Website content that is not advertising will usually be currently deductible, or written-off over a multi-year period, depending on its useful life. The cost of acquiring a domain name, on the other hand, while considered a capital asset, is not deductible and cannot be depreciated over a period of time.

Fortunately, website design and content are considered fixed assets and qualify as Section 179 first-year expenses and fully deductible. They also may qualify for “bonus depreciation purposes and a 100% write-off. It’s a similar story for depreciable computer software.

In reality, the classification of web design and development services depend on when the work was done, who did it and the specifics of the actual work. If, for example, an outside contractor designs a simple template website for informational purposes it can be capitalized and the expenditures amortized over its “useful life” (usually three years) once put into service. Or, depending on the operation’s accounting practices, the cost could be deductible as an advertising expense in the year it was completed.

Here’s a look at several specific website-related expenditures:

  • * Cost for the design of the website by an outside contractor hired for this purpose
  • * Cost for the template if purchasing the design pre-made
  • * Cost for hosting the site as well as the domain fee
  • * Cost for any premium services (such as add-ons or plug-ins for the roll-forming business’s site)
  • * Cost for maintenance
  • * If a new blog was created and uses freelance bloggers for its content, be sure to keep records of all related expenses because they can often be tax deductions as well.

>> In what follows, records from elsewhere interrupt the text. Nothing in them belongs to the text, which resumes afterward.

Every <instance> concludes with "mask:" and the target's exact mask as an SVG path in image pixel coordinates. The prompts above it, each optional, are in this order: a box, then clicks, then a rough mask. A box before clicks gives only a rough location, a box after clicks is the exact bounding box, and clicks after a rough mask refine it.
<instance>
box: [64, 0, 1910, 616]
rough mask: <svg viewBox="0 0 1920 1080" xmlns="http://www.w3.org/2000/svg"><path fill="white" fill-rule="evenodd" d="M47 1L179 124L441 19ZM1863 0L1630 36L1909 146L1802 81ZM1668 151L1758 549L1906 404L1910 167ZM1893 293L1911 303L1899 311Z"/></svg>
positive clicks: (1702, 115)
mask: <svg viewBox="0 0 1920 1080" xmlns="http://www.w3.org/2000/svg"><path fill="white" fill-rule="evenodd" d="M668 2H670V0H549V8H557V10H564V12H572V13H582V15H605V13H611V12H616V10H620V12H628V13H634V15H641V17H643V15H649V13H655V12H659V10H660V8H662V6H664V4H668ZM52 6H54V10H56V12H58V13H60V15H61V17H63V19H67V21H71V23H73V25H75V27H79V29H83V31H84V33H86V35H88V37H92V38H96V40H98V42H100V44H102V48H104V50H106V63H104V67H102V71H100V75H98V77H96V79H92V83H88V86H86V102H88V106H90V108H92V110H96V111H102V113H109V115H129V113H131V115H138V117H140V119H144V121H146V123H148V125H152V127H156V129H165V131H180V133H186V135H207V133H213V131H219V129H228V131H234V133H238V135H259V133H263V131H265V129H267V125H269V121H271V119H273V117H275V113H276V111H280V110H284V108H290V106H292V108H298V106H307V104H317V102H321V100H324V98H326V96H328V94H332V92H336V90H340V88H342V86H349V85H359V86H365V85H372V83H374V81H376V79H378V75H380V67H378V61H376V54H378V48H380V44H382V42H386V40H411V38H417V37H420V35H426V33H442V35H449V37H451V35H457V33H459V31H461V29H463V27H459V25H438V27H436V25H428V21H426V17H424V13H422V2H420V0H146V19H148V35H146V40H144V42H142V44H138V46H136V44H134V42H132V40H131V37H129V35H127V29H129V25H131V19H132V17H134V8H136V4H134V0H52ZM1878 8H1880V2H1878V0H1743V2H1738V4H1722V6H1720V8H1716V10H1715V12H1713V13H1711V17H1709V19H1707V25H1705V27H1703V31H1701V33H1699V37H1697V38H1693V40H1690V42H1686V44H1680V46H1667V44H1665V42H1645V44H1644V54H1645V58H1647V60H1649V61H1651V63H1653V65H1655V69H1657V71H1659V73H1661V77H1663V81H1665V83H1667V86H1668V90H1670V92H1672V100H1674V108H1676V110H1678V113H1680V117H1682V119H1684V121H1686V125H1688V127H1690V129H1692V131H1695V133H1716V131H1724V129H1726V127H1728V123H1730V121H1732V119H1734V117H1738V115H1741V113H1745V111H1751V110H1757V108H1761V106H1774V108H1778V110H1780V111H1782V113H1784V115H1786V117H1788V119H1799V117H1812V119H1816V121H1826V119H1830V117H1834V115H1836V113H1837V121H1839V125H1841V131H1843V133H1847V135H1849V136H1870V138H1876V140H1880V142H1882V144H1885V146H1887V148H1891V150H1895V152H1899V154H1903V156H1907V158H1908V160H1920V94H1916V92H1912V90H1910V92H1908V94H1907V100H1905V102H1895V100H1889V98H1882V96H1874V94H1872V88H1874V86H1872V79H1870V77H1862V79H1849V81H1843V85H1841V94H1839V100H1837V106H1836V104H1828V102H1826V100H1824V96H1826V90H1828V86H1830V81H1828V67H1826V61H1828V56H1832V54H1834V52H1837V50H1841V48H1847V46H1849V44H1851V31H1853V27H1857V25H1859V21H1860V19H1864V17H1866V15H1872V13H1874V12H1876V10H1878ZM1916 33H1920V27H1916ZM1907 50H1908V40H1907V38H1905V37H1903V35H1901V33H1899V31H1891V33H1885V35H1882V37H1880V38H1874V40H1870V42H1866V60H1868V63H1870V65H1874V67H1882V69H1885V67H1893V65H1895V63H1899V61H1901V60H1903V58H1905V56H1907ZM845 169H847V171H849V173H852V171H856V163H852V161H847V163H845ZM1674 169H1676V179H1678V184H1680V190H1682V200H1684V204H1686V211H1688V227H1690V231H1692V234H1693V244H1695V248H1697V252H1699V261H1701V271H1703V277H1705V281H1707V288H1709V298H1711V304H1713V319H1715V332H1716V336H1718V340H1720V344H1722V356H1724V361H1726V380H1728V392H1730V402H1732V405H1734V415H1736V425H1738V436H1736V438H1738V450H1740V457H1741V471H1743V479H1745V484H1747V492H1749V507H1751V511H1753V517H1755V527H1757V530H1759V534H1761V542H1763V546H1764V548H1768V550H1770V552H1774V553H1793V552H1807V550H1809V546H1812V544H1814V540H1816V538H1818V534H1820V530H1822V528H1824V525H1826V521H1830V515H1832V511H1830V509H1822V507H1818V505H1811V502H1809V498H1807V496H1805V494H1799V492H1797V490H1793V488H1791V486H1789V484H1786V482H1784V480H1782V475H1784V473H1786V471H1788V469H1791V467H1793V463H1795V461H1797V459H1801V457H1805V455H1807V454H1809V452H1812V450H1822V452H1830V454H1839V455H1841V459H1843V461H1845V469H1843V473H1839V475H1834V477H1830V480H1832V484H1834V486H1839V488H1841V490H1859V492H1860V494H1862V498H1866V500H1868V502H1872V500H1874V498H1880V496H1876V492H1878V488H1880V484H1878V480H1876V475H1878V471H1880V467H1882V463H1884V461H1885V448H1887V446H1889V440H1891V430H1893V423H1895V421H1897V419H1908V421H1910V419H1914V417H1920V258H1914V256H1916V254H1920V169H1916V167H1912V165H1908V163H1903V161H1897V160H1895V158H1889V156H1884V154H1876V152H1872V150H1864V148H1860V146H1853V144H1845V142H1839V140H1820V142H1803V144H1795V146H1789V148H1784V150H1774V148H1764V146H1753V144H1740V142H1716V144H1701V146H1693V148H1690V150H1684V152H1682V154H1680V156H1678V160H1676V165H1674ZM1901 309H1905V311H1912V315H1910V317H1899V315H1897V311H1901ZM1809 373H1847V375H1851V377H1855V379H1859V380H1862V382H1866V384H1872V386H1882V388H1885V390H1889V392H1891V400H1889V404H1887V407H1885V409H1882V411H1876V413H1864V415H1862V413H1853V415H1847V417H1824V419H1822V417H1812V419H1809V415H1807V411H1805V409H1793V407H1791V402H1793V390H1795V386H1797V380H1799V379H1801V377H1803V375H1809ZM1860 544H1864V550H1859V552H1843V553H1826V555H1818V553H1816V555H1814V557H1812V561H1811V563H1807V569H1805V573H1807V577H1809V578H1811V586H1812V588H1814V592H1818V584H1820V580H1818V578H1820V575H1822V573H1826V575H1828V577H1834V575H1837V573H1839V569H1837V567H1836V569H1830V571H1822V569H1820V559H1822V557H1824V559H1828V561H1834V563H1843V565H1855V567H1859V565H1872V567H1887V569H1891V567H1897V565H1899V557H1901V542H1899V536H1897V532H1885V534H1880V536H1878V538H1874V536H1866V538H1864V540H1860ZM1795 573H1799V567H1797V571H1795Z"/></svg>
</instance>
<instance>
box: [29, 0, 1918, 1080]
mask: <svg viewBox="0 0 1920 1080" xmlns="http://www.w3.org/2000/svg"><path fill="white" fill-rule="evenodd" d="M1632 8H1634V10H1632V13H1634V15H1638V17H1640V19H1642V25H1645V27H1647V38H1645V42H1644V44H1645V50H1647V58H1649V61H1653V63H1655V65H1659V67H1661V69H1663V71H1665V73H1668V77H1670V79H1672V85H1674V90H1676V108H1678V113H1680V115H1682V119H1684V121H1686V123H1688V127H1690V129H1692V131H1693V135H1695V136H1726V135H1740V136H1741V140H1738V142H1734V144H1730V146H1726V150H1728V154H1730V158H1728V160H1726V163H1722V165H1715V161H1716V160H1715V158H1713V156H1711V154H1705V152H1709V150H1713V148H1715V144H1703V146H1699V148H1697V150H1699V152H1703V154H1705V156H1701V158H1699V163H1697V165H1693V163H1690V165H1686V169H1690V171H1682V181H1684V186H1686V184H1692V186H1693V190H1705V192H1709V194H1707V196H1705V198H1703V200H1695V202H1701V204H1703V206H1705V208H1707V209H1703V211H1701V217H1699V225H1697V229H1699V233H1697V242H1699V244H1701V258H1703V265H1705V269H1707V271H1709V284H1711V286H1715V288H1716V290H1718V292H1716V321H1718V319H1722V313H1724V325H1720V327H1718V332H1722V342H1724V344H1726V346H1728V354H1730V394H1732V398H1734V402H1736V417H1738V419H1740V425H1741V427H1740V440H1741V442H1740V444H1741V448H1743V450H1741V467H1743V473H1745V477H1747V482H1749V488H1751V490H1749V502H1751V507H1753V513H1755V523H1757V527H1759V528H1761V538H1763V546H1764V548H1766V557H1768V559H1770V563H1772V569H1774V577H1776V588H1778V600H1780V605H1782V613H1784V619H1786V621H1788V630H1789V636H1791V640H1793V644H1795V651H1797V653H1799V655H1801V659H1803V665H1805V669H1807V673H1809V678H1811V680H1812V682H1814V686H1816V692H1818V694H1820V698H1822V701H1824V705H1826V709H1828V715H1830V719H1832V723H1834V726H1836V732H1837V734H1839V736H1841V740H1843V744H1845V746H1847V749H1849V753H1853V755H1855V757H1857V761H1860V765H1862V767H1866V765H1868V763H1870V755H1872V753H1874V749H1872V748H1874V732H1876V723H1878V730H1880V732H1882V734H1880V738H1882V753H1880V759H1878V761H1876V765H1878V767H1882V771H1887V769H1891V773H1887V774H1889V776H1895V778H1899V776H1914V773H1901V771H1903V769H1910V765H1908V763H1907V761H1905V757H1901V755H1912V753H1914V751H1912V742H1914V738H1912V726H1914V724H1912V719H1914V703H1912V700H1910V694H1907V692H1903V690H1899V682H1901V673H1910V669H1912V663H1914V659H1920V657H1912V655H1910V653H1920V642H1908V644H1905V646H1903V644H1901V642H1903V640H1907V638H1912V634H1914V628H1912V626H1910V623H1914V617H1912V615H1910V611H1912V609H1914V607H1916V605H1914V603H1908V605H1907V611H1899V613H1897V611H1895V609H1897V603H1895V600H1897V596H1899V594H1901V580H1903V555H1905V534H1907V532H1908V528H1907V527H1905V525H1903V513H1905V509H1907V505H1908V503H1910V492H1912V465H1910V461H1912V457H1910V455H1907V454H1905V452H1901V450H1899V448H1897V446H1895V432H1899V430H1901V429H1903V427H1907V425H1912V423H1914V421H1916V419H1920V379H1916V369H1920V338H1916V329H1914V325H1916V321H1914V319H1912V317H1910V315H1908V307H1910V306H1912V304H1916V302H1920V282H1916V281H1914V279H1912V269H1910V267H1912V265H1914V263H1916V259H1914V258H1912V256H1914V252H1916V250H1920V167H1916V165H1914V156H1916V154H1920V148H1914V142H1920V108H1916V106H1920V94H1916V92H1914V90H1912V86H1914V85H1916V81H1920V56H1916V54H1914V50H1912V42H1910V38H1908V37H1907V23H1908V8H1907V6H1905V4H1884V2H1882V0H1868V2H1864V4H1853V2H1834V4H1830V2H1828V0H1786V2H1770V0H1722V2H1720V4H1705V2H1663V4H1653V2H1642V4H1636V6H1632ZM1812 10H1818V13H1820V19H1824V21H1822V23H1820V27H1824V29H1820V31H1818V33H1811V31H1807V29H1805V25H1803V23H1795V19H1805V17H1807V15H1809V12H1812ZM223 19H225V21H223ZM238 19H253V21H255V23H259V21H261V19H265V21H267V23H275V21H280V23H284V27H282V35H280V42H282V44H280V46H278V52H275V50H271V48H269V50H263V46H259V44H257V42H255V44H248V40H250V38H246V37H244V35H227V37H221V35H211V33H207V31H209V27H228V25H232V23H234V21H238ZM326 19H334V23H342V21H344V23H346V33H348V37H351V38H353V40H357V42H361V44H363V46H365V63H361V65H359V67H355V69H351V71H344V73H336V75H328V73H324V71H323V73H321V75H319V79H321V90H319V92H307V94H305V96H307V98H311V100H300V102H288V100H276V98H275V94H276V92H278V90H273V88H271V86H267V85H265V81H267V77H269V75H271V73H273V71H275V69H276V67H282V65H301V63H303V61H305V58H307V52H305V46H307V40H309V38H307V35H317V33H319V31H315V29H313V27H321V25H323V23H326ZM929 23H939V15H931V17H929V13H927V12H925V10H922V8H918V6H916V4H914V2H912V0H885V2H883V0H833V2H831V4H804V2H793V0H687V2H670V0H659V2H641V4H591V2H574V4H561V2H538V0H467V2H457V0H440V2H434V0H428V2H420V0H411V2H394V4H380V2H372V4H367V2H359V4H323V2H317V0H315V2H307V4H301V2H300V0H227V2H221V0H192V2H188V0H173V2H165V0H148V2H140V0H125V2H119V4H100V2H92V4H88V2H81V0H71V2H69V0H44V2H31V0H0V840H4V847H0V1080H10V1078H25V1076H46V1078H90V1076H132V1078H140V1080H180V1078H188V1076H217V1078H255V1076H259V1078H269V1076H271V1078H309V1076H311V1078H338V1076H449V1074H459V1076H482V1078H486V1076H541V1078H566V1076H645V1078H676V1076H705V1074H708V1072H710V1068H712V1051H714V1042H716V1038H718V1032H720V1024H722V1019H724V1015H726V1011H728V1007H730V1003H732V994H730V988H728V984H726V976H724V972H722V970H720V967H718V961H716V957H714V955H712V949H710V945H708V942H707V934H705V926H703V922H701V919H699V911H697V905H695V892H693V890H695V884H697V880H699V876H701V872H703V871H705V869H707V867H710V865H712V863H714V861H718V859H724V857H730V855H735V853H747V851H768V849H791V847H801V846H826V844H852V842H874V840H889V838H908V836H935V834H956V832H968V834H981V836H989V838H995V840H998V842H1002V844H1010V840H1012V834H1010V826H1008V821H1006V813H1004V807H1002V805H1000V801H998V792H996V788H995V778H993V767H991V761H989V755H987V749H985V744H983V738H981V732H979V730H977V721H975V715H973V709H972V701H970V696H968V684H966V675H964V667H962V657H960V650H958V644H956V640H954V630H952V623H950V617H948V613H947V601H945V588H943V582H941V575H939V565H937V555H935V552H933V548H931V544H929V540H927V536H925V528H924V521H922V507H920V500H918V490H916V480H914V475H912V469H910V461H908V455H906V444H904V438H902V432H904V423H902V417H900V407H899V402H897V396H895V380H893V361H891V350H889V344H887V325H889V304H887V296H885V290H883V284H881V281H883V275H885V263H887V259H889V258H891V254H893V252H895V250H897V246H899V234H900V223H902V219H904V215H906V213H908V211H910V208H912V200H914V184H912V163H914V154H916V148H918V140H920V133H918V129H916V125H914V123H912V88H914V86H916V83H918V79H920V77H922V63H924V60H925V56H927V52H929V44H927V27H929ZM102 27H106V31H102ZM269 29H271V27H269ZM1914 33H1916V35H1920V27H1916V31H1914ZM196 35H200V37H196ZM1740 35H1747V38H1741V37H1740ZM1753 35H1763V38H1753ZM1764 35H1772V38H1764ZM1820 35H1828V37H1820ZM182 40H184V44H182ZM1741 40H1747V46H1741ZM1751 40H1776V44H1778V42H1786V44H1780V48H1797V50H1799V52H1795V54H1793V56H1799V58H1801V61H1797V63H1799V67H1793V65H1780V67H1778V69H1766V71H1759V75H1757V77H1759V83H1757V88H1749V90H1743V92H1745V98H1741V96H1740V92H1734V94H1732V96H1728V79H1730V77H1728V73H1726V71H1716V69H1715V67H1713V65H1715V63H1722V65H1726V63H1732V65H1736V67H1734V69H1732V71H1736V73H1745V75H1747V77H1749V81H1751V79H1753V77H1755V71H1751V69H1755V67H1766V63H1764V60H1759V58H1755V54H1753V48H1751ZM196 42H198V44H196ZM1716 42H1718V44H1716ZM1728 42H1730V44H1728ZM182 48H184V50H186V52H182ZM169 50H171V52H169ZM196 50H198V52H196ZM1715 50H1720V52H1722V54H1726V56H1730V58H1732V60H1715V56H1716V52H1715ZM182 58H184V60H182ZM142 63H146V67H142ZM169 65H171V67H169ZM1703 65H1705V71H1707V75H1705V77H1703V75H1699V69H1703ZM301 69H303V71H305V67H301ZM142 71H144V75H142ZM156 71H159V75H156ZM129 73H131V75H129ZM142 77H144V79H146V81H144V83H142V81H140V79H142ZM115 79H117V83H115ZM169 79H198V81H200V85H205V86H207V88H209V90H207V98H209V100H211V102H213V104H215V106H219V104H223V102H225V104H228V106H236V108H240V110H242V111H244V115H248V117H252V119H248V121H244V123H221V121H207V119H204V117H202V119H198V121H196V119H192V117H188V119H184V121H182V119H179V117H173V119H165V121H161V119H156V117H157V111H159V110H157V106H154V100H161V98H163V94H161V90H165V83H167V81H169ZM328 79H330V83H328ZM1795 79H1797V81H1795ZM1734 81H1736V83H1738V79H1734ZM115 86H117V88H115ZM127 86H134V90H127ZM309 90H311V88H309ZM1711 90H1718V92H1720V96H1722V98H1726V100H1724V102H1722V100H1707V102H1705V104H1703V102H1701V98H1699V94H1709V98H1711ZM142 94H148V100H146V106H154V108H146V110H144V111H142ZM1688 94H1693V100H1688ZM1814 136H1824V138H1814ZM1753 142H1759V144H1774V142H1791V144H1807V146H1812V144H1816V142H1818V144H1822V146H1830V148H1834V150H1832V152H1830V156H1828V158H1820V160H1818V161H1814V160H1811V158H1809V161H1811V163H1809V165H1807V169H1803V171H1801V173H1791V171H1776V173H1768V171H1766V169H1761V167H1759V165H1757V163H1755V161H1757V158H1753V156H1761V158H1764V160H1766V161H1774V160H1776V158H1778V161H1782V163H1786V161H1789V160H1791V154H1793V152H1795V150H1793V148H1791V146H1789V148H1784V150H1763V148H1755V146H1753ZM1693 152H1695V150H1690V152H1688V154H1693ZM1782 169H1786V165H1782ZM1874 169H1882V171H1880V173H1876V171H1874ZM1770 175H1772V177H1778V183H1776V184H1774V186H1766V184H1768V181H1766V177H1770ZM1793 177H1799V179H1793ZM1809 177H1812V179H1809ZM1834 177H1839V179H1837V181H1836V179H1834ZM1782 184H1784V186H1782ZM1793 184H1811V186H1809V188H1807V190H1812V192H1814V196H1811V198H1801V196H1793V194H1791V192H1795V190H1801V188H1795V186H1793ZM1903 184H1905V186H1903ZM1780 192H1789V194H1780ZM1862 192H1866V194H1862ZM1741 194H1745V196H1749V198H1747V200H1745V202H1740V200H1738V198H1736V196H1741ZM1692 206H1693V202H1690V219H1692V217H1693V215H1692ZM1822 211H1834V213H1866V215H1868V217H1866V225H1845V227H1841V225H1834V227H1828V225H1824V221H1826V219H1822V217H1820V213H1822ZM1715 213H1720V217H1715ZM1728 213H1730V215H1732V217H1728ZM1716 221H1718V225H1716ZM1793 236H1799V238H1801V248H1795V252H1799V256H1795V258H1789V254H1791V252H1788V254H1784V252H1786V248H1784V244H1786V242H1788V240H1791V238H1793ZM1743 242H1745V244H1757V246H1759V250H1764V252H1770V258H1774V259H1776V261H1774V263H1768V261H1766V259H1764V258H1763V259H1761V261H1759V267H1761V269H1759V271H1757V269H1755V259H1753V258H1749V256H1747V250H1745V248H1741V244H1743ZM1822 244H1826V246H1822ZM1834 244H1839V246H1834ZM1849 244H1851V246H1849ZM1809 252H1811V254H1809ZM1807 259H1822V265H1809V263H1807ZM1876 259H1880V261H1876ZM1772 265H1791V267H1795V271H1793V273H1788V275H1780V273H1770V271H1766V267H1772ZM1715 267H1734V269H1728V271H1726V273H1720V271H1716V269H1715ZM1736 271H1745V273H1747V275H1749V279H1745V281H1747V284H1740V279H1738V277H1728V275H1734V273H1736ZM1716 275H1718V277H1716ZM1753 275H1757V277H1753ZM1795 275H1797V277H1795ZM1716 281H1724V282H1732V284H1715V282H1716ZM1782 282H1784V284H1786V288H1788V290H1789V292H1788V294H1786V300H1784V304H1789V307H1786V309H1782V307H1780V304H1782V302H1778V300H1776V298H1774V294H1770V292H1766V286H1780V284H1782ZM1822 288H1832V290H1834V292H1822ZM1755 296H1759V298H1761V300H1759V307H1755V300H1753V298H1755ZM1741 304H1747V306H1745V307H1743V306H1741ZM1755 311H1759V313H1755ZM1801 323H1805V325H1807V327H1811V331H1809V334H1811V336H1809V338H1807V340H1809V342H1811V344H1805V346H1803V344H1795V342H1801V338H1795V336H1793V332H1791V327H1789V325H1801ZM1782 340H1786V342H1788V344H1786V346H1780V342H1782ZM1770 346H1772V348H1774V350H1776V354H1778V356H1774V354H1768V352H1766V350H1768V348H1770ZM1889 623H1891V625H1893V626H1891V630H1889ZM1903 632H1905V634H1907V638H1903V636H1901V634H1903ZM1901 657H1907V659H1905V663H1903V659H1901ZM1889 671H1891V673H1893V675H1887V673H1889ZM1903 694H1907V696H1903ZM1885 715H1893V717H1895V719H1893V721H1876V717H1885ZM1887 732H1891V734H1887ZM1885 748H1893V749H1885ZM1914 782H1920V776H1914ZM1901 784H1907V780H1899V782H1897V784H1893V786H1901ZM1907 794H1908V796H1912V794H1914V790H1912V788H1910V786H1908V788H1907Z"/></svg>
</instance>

If the website was purchased, the business is required to amortize the cost over a three-year period. Content or design updates and ongoing maintenance are considered advertising and can be deducted the same year. It is a similar story for hosting, domains, and other similar products that are usually deducted the same year.

Up to $5,000 of so-called “startup” expenses, can be deducted in the first year — even where the website is built before the business opens its doors. While that immediate deduction for startup costs is reduced, dollar-for-dollar when start-up costs exceed $50,000, the balance is recoverable over a 15-year period.


As a general rule, software purchased for business use must be depreciated over a 36-month period. When software comes with a computer, and its cost is not separately stated, it’s treated as part of the hardware and depreciated over five years.

However, under Section 179, the cost of a whole computer system (including bundled software) can be written off in the first year so long as the total cost is within Section 179’s $1,040,000 limit.

Software, in order to qualify, must meet all of these general specifications:

  • * The software must be financed (only specific types of leases or loans qualify), or purchased outright.
  • * The software must be used in the business for an income-producing activity.
  • * The software must have a determinable useful life.
  • * The software must be expected to last more than one year.

Off-the-shelf computer software that is readily available for purchase by the general public and placed in service during the tax year qualifies for the Section 179 first-year expensing deduction. Depreciable computer software is now also eligible for 100% “bonus” depreciation.

By providing the roll-forming operation’s website with a steady stream of click throughs, email marketing is extremely important in converting prospective customers into paying ones. Best of all, many of the costs associated with web marketing, advertising, and promotion are tax deductible.

It’s important to remember to keep documentation and detailed records of how things were used. Above all, every roll former should always consult with a tax professional to ensure maximum write-offs for all advertising and marketing expenditures. RF

The IRS hasn’t issued formal guidance for how to handle website development costs but recognizes an established practice.